I get sad when I think of people my age dying. Nothing deep, just that I see them as losing out on more opportunities to have fun memories, as I hope to live my life as having more opportunities to have fun memories.

So here, for posterity, is a collection of happy memories involving Andrew.

In 8th grade, I dropped my pencil, and this really hot new guy picked it up for me and smiled at me. It was the most twinkly eyed smile that I had ever seen, in real life, and there a crush was born.

He asked me to Gemco, and I went along, and we held hands in the parking lot. Now, for 14 year olds there is just not a lot to do in a small town- though Cupertino is, I still maintain, the mecca of the West. So walking to a service-merchandise like store a whole mile from school was a big deal. Not a week or so later, though, at a party watching Purple Rain, I realized that his affections had moved on, when I found him kissing one of my friends.
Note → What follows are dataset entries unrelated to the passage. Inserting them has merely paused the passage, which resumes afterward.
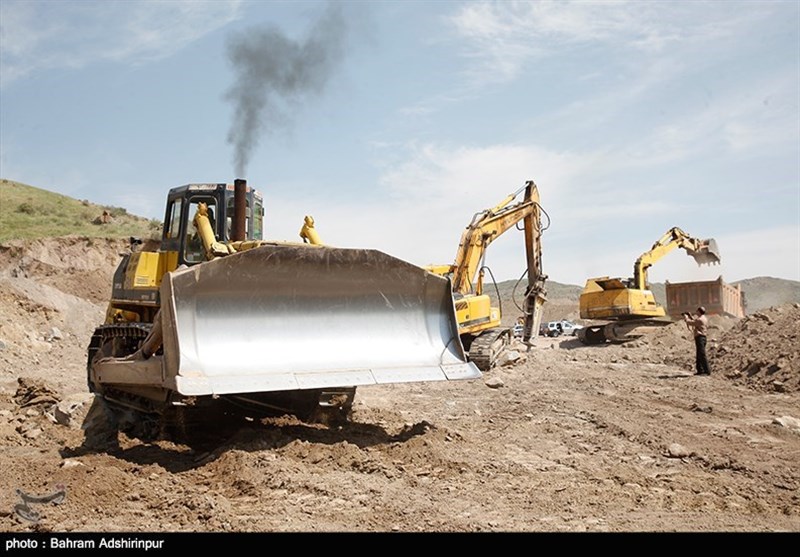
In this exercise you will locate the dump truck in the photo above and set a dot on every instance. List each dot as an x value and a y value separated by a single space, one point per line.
218 321
716 296
480 325
628 306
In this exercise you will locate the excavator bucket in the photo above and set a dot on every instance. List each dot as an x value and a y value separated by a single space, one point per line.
707 254
286 317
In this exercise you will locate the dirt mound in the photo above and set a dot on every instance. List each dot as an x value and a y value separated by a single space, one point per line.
763 350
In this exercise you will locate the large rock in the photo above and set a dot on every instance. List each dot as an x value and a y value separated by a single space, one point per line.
72 410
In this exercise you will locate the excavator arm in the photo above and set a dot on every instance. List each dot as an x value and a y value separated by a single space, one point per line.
703 251
486 226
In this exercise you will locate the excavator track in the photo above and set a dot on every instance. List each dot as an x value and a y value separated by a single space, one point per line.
486 348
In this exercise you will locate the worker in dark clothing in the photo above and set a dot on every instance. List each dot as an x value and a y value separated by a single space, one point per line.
698 324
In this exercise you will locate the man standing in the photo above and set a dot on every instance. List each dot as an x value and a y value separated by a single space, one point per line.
699 326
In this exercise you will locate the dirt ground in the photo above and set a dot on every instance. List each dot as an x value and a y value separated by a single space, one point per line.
568 438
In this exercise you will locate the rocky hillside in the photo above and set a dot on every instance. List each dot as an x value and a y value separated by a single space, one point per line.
29 213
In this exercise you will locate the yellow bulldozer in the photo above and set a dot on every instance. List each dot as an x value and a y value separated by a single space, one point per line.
628 306
218 321
479 321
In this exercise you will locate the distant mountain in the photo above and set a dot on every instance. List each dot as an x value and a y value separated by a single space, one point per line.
28 213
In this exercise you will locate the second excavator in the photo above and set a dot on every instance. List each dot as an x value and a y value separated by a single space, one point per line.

To give them credit, though, it wasn’t a huge shock since she had warned me earlier that day:

conversation at locker:
me: hey amy
amy: hey, andrew and I are going out
me: oh

That was the end of the affair.

Wait, it was really like this.
me: (trying on a new smile) hey amy
amy: what’s wrong with your face?
me: nothing.
amy: well Andrew and I are going out
me: oh (face still frozen in new smile)

Then, later on a friend of mine (guy, who also had a crush on Andrew) told me that Andrew carved Amy’s name all over the Yosemite lodge and inferred that she went “farther” than I did. Farther than holding hands? My mind still boggles at the possibiliities.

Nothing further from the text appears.